Bagaimana Otonomi Daerah yang Ideal ?
     Tulisan ini tidak hanya mengkritik, akan tetapi juga mencari sebuah Solusi.
     Otonomi Daerah dengan pemberian kekuasan yang lebih luas kepada daerah memang sangat di-perlukan, akan tetapi pembagian kekuasaan antara Pusat dengan Daerah harus hanya terjadi satu tingkat pembagian kewenangan dan tidak ada overlapping kewenangan, sehingga pertanggung jawabannya menjadi jelas. Di mana Pusat hanya terbatas mengurusi masalah HANKAMNAS, Politik Nasional dan Hubungan Luar Negeri, system Ekonomi Nasional, System Kesejahteraan Nasional serta Hukum dan Hak Azasi Warga Negara / Manusia. Sedangkan masalah Pembangunan seutuhnya diserahkan kepada Daerah.

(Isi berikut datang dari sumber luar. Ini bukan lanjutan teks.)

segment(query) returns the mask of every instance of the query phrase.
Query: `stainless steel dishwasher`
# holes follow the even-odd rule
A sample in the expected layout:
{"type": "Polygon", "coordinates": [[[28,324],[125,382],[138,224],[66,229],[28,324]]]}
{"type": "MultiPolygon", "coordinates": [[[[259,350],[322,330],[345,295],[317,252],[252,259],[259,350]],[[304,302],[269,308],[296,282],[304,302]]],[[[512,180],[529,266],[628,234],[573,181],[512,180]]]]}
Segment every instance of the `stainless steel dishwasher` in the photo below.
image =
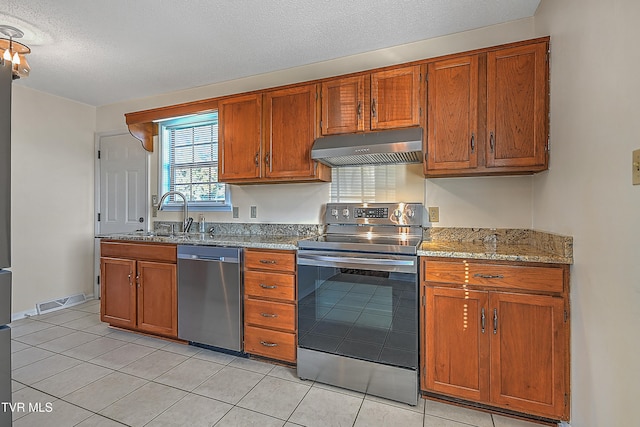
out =
{"type": "Polygon", "coordinates": [[[178,245],[178,338],[242,351],[242,249],[178,245]]]}

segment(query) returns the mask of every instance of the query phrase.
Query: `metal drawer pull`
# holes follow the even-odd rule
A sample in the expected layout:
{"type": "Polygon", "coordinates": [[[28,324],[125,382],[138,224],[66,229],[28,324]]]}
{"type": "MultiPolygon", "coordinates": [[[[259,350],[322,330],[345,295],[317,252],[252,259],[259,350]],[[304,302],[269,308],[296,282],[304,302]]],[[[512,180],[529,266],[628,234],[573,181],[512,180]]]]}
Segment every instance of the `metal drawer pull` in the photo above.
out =
{"type": "Polygon", "coordinates": [[[262,317],[278,317],[277,314],[272,314],[272,313],[260,313],[260,316],[262,316],[262,317]]]}
{"type": "Polygon", "coordinates": [[[482,277],[483,279],[504,279],[504,276],[502,274],[476,273],[476,274],[473,275],[473,277],[482,277]]]}

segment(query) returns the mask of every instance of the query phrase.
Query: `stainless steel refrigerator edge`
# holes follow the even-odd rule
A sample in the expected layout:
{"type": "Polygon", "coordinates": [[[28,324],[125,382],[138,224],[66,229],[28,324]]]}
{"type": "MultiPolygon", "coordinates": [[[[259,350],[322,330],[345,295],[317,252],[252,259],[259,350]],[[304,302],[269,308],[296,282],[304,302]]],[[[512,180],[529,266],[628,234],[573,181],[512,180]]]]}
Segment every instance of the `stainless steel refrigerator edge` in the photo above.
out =
{"type": "MultiPolygon", "coordinates": [[[[11,63],[0,60],[0,402],[11,402],[11,63]]],[[[0,408],[0,426],[11,412],[0,408]]]]}

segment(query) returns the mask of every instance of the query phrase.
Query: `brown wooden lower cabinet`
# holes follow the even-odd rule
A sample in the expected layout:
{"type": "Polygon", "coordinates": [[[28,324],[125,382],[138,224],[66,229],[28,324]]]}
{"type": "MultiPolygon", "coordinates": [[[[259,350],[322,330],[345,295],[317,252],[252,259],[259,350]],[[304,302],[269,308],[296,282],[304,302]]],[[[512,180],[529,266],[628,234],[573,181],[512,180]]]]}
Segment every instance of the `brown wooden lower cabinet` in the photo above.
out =
{"type": "Polygon", "coordinates": [[[568,266],[423,258],[422,278],[425,392],[568,420],[568,266]]]}
{"type": "Polygon", "coordinates": [[[178,336],[176,246],[103,241],[100,320],[178,336]]]}
{"type": "Polygon", "coordinates": [[[246,249],[244,260],[244,351],[295,363],[295,252],[246,249]]]}

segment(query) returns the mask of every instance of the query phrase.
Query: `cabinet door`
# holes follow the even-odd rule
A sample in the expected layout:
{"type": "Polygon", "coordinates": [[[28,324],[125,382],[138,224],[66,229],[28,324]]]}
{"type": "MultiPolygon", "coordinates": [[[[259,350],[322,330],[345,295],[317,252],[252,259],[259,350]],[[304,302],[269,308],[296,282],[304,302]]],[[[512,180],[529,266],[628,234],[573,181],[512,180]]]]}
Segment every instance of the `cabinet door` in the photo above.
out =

Biarlah Daerah bersaing dengan kelebihan dan kekurangannya untuk kemudian saling bekerja sama antar daerah dengan atau tanpa mediasi kewenangan Pusat.
     Akan tetapi yang paling penting “ TIDAK LAGI ADA PEMBAGIAN KEWENANGAN BERTINGKAT-TINGKAT DENGAN OVERLAPPING KEWENANGAN  ”Dimana hanya ada pembagian Kewenangan Pusat dan Daerah dengan otonomi luas sampai dengan tingkat Propinsi. Sedangkan Kabupaten dan Kota adalah bagian tak terpisahkan dari wilayah Otonomi Propinsi.Tidak ada lagi Pemilu Kada Kabupaten – Kota , Tidak ada lagi Anggota Dewan Perwakilan Daerah Kabupaten / Kota. Bupati dan Wali kota “TIDAK LAGI PERLU DIPILIH “ akan tetapi adalah merupakan Birokrasi di bawah Pemerintahan Otonomi Propinsi. Konsekuensi dari hiiangnya Otonomi Kabupaten / Kota, maka Propinsi dengan otonomi yang lebih luas di sebuah Negara Besar seperti Indonesia ini, tidak akan cukup hanya dengan 34 Propinsi. Berapa Propinsi ? Itu yang harus dikaji untuk munculnya sebuah Undang-undang.